Most importantly, sun cream must be kept in the fridge.

Dr Perry says: "If skin products get too hot, the active ingredients can become less effective, especially in sunscreen.

"SPF needs to be popped in the fridge instead of thrown into a potentially warm cupboard or cabinet.

"A warm environment will lessen the effectiveness of SPF, and ineffective SPF is just a no-no.

"It’s not quite as bad as heading out in the sun with 0 factor on, but essentially you’re just allowing yourself to burn much quicker.

"Just one sunburn can lead to skin cancer down the line so always check the expiry date and keep sun cream in a cool dry place.

"Always check the expiry date, as an average sun cream should last around two years. 

"The same applies to after-sun or aloe Vera.

"The cooling sensation on the skin once the product has been in the fridge will lessen the discomfort of sunburn." 

Expiry etiquette

It can be confusing knowing just how long products are good for.

Dr Perry explains: "Unopened products have a shelf life of approximately two years when stored properly. 

"After a product is opened, it should be used as directed, within one year.

"The six or 12 on the bottle indicate it’s safe to use for that number of months – after opening.

"Look for the best before date as this when the product should be used before and is required for a product that has an unopened shelf life of under 30 months.

"Prescribed skin products from your GP such as acne treatments will also advise on the packaging as to whether they should be stored in the fridge.

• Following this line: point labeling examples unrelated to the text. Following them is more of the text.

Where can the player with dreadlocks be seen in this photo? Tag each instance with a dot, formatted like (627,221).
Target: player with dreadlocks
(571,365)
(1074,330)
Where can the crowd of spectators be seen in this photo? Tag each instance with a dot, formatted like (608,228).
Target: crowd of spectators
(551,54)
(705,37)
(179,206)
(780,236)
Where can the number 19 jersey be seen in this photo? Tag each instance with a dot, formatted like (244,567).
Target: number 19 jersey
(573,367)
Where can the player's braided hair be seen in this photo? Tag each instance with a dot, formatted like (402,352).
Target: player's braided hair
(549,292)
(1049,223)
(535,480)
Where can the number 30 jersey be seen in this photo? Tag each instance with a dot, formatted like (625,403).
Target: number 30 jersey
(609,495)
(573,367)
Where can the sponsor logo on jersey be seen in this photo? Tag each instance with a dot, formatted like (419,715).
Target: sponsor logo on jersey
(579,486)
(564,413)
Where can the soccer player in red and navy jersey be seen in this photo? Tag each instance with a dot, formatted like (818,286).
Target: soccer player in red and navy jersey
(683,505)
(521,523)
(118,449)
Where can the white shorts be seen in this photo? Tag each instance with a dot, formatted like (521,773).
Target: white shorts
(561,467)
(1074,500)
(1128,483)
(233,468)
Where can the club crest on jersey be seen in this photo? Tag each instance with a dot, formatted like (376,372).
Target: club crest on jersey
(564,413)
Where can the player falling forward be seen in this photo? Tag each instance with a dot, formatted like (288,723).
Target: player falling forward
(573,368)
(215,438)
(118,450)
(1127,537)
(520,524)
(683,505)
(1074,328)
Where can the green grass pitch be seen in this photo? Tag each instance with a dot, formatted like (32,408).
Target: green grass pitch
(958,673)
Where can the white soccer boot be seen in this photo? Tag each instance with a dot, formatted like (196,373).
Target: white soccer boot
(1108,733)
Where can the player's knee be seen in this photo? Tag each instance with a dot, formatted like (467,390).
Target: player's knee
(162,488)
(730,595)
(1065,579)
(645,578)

"If they're not, the active ingredients just won’t be as active and work in the way they should.

"The consistency can be effective resulting in drying up or becoming clogged meaning it can also harm your skin in the long run."

Lipstick risk

While we may keep our lipsticks for many years, there can actually be serious health risks when using one that's expired.

Dr Perry says: "Try to use a lip brush when applying lipstick rather than direct onto the lips where dry skin, germs and bacteria can build-up, and lessen the efficiency of the product."

It's also ill-advised to share lipstick.

Dr Perry says: "The main risk of sharing a lipstick is passing on or contracting herpes virus and getting cold sores."

Fungal infections and breakouts

You must also be careful with eye products and foundation too.

Dr Perry says: "Mascaras and eye pencils are some of the worst offenders for bacteria build-up, therefore these are best to change every few months. 

"They can cause eye infections like styes or pinkeye. You also risk fungal infections and general irritation.

"Foundation can last around a year before needing to be replaced if its stored correctly, an ideal place is not too warm, away from radiators and somewhere dry and dark.

"Expired foundations can cause allergic reactions, rashes & breakouts.

"They are toxic for your skin so never use any foundation after it exceeds the expiry date."

Brush it off

This one is obvious, but you must also avoid using dirty brushes too.

Dr Perry says: "There is no point in using dirty brushes and sponges dipped into your make-up pots as the bacterial build-up will lessen the shelf-life.

"Again, dirty brushes can end up containing all kinds of nasty bacteria if not kept clean and you’re just transferring the bacteria straight onto your face.

"This can result in acne breakouts, irritation on the face in thee form of rashes, sore red patches and potential eye infections."